Produk yang kedua, IDR Equity menawarkan pertumbuhan investasi dan risiko yang relatif tinggi. Portofolionya terdiri dari deposito berjangka (18%) dan sebagian besarnya pada saham dengan komposisi: saham telekomunikasi (12%); pertambangan dan energi (20%); otomotif (6%); bank (10%); ritel (8%); semen (7%); farmasi (6%); dan yang lainnya (10%). “Kami punya batasan dalam berinvestasi di saham yaitu tidak boleh lebih dari 20% pada satu sektor industri, dan satu saham perusahaan tidak boleh lebih dari 5%,” tutur Budi.

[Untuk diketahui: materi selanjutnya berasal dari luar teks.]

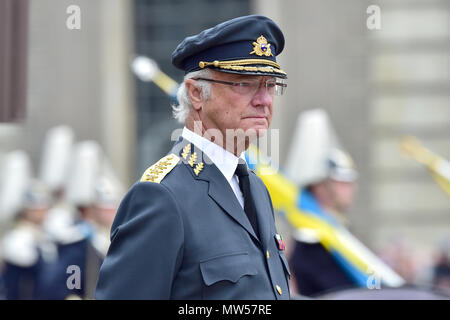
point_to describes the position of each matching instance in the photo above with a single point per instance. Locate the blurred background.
(376, 84)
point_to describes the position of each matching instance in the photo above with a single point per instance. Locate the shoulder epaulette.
(159, 170)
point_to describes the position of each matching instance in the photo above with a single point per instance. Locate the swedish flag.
(302, 211)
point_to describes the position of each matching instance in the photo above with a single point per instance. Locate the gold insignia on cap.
(159, 170)
(261, 47)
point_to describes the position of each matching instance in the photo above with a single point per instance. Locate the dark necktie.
(249, 205)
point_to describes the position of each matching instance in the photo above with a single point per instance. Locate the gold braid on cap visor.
(240, 65)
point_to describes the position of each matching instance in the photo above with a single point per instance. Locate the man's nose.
(262, 97)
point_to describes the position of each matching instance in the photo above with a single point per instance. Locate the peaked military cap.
(246, 45)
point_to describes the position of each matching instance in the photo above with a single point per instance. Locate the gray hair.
(181, 111)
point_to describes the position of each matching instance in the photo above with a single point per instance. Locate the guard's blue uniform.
(187, 237)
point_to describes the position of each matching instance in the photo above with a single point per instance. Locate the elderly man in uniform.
(199, 224)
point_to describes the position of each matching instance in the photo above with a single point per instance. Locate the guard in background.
(26, 250)
(94, 191)
(326, 256)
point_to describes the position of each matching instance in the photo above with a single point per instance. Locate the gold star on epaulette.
(159, 170)
(198, 168)
(186, 151)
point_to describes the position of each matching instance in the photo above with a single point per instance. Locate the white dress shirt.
(225, 161)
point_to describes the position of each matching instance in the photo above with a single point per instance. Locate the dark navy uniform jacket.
(187, 237)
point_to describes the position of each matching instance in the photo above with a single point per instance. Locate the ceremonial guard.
(26, 249)
(83, 239)
(199, 224)
(327, 257)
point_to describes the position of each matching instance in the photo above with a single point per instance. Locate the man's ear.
(195, 94)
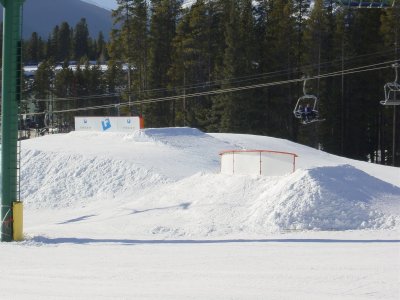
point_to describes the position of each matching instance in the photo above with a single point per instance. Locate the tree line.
(171, 50)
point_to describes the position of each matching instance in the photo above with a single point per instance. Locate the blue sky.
(109, 4)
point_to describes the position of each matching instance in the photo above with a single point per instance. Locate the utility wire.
(356, 70)
(209, 84)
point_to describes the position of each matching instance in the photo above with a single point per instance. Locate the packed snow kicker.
(166, 182)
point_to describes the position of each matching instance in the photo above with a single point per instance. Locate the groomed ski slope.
(172, 175)
(147, 215)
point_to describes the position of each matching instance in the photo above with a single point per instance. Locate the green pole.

Ia menambahkan, return IDR Equity tahun lalu 18,51%.

Yang ketiga, US$ Fixed Income, menawarkan pendapatan yang relatif stabil dalam nilai US$. Portofolio investasinya ditempatkan pada cash/deposito 20%; obligasi pemerintah 37%; surat utang negara 21%; dan obligasi perusahaan 22%. Return yang dihasilkan selama setahun terakhir 2,74%. AIG Life mengelola investasinya sendiri, alasannya supaya lebih ekonomis. Untuk itu, agen yang memasarkan unit link harus punya lisensi khusus yang lebih tinggi tingkatannya dibanding lisensi agen konvensional. Sementara untuk manajer portofolio harus punya sertifikasi khusus sebagai manajer investasi di samping dari Bepepam ataupun dari Amerika Serikat, minimal Certified Financial Analyst.

Lalu, dalam strategi investasinya selalu dialokasikan cash/deposito yang rata-rata di atas 17%, dan kepada nasabah perusahaan ini tidak memberikan janji yang muluk-muluk. “Kami tidak memberikan harapan karena kami tidak terlalu agresif tapi prudent,” Budi menegaskan. Dijelaskan Budi, hingga semester pertama 2006 premi unit link yang sudah terhimpun Rp 800-900 miliar dari total premi AIG Life yang saat ini mencapai Rp 7 triliun. “Tahun lalu premi unit link Rp 450 miliar dan tahun ini ditargetkan bisa mencapai Rp 1 triliun. Setiap tahun kami harapkan unit link bisa tumbuh dua kali lipat,” ujarnya berharap.

Seperti halnya AIG Life, PT Sun Life Financial Indonesia (Sun Life) juga sangat prudent dalam menerapkan kebijakan investasi unit link. Apalagi unit link andalannya bernama Brilliance telah memberikan kontribusi besar terhadap total penjualan perusahaan di tahun 2005, yaitu 63% (Rp 389,97 miliar) dari total pendapatan premium Sun Life di tahun lalu yang sebesar Rp 613 miliar. “Berdasarkan data AAJI kuartal empat 2005, kami berada di peringkat ketiga di antara perusahaan-perusahaan asuransi jiwa yang menjual produk unit link,” ujar Barry S. Helpern, Presdir Sun Life.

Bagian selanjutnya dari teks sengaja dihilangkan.